One work from 1979, 100 Roses, involved her removing petals from a hundred blooms. She wove the stems into circles on the ground positioning the floral remnants in the center. When encountered during exhibition preparation, the work maintained its impact – the leaves and petals now completely dried out though wonderfully undamaged. “You can still smell the roses,” a commentator notes. “The hue has endured.”

An Elusive Creative Force

“My aim is to remain enigmatic, to conceal my process,” Schubert confided during one of her final conversations. Obscurity was her technique. At times, she showed inauthentic creations concealing genuine artworks beneath her bed. She eradicated specific works, leaving only signed photocopies in their place. Despite exhibiting at major international biennales and being celebrated as a pioneering figure, she gave almost no interviews and her art was predominantly unrecognized abroad. A current museum exhibition is her first major solo show outside her homeland.

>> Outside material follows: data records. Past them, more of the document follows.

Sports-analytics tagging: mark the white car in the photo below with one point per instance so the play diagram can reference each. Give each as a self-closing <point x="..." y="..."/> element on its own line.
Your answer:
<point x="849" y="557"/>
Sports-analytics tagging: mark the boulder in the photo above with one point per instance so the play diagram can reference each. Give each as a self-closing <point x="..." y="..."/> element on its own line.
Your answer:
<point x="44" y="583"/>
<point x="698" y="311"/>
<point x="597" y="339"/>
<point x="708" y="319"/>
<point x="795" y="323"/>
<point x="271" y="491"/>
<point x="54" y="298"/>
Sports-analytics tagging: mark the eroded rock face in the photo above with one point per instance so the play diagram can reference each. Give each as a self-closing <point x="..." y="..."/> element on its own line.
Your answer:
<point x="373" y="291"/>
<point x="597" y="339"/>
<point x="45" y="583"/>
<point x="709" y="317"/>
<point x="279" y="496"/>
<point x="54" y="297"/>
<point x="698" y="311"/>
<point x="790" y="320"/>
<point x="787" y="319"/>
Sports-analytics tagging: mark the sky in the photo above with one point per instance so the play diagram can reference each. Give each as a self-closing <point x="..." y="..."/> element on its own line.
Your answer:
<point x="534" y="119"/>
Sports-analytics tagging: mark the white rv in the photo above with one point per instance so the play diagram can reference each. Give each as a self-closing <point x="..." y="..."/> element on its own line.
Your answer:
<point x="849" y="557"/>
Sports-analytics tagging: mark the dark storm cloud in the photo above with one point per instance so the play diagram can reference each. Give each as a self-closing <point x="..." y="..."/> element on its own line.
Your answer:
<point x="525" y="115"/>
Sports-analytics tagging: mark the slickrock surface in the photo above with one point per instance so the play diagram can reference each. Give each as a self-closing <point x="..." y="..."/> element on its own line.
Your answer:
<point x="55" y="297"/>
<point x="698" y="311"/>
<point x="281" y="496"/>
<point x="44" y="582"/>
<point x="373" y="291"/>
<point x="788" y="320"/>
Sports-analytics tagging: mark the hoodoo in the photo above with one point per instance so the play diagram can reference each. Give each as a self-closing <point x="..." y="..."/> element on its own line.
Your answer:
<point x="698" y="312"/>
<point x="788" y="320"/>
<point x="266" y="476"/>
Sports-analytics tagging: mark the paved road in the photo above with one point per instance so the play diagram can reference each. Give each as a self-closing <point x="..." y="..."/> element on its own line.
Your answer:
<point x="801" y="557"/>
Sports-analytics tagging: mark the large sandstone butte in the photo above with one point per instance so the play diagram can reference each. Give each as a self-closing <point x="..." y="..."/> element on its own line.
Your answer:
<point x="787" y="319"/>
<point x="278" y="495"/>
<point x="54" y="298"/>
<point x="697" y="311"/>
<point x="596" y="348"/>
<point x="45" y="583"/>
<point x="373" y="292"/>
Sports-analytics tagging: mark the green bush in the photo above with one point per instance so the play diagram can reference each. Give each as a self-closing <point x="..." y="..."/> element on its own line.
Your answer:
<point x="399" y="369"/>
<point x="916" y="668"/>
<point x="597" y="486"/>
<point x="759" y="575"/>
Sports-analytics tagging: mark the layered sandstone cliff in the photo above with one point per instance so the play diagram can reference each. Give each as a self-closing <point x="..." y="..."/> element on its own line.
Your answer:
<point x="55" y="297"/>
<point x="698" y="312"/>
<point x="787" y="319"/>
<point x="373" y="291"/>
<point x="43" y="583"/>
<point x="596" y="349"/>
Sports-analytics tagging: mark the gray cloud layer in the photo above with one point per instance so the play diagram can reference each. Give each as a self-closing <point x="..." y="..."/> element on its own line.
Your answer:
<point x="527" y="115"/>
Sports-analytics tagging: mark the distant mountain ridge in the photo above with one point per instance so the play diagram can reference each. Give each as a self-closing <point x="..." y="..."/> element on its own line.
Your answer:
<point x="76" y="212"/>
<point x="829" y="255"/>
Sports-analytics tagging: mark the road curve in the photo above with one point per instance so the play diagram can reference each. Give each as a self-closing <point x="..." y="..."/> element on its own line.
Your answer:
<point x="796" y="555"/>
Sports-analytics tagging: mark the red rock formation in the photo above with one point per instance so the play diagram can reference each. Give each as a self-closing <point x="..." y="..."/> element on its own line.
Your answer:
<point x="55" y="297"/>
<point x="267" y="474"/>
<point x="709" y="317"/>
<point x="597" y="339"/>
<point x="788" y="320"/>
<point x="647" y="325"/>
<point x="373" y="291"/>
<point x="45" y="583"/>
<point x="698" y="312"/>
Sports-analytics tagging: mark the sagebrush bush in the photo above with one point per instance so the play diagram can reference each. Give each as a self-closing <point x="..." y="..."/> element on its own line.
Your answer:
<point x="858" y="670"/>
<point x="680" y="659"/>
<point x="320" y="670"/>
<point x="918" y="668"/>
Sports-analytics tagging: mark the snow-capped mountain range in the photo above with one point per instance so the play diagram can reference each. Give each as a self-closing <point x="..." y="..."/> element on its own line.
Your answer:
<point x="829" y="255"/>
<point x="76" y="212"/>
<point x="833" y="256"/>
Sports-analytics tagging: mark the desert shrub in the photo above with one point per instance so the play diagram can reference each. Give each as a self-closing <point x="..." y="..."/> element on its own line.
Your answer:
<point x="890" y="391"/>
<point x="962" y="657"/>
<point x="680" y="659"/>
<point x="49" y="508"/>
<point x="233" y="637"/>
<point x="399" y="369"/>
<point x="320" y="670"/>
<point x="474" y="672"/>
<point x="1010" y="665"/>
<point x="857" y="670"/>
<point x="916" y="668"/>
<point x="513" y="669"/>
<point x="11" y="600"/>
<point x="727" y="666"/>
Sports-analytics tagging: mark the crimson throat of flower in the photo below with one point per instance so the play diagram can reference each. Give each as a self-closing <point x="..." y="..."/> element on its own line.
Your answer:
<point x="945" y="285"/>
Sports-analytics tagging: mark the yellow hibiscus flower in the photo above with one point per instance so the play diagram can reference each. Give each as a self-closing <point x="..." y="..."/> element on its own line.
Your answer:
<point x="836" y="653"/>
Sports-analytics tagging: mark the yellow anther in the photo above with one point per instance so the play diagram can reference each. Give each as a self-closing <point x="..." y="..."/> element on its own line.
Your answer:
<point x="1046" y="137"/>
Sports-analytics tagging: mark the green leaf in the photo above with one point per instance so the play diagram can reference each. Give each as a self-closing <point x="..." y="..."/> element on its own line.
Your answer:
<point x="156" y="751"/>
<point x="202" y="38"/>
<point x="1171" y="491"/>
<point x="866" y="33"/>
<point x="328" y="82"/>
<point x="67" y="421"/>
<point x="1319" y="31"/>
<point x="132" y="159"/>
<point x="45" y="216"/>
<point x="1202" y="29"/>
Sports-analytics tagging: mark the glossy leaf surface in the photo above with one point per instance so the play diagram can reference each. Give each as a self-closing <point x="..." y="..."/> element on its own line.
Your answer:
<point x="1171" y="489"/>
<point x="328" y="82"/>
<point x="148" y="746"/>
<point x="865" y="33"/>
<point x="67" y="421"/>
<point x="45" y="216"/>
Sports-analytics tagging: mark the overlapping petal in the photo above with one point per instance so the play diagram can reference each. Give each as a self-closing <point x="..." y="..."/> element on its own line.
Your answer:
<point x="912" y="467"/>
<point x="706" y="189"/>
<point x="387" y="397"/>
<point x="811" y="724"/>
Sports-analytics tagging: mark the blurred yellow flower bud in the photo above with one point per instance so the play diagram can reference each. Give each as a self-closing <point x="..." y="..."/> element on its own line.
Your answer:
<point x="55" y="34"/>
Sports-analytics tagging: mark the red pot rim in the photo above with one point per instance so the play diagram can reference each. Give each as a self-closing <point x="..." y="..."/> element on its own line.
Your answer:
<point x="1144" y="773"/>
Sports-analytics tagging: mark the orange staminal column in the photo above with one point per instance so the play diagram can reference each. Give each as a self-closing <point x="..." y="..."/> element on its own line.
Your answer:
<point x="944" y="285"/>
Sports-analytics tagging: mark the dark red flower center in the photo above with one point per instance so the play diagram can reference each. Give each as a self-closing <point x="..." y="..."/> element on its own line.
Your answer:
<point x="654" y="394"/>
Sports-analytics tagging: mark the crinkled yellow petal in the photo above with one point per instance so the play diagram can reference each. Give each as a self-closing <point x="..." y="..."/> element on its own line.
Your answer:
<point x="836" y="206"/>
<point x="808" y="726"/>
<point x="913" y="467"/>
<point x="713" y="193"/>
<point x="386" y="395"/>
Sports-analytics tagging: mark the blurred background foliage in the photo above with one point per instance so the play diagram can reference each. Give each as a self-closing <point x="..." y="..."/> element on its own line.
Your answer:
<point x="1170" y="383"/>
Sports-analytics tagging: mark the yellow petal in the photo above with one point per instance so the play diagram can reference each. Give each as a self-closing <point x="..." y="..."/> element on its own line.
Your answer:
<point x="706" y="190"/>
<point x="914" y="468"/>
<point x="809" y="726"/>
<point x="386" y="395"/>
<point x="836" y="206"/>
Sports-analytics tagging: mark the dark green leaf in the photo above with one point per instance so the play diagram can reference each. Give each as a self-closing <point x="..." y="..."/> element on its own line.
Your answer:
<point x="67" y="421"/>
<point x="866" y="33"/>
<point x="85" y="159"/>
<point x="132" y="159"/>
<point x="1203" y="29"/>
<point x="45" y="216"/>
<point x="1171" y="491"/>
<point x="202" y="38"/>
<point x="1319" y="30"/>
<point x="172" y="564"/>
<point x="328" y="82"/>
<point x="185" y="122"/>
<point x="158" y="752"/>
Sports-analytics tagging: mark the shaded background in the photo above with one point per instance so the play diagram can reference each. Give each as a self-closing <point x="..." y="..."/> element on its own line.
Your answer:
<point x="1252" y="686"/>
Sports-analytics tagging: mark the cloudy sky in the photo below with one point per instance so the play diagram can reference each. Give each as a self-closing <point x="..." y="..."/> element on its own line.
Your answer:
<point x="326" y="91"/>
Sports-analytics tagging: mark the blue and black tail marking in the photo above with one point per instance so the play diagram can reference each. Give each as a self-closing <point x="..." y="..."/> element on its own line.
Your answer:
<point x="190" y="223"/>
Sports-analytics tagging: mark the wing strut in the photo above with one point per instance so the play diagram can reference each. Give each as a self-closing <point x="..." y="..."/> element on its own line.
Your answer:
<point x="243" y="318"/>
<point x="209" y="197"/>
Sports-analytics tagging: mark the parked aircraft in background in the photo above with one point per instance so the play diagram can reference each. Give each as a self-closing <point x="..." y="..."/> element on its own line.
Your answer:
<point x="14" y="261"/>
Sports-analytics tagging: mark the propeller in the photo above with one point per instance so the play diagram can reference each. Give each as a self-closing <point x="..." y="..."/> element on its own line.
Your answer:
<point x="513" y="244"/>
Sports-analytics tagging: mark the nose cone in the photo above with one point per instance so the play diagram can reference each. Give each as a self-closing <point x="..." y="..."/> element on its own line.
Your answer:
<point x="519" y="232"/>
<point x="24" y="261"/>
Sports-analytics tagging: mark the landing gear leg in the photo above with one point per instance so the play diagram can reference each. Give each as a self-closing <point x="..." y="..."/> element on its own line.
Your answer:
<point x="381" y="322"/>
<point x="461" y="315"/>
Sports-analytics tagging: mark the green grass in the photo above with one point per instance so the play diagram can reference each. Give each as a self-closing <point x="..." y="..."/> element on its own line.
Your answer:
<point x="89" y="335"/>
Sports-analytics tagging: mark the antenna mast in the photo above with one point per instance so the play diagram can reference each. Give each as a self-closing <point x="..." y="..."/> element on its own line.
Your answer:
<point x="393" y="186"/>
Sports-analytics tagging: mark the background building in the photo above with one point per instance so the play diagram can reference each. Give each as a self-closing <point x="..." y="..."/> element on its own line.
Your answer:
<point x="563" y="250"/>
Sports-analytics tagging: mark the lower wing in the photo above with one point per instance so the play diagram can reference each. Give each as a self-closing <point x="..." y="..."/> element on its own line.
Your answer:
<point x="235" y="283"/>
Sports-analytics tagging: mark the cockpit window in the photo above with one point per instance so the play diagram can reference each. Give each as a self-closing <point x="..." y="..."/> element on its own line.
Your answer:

Confronting the Violence of War

Then came the 1990s, and the Yugoslav Wars. War came to her city. The artist answered with a group of mixed-media works. She adhered press images and headlines onto panels. She photocopied and enlarged them. Then she obscured the surface with paint – dark stripes akin to product codes. {Geometric forms obscured the images beneath|Angular shapes hid the pictures below|

Jamie Hernandez
Jamie Hernandez

A tech entrepreneur and writer with over a decade of experience in digital transformation and startup ecosystems.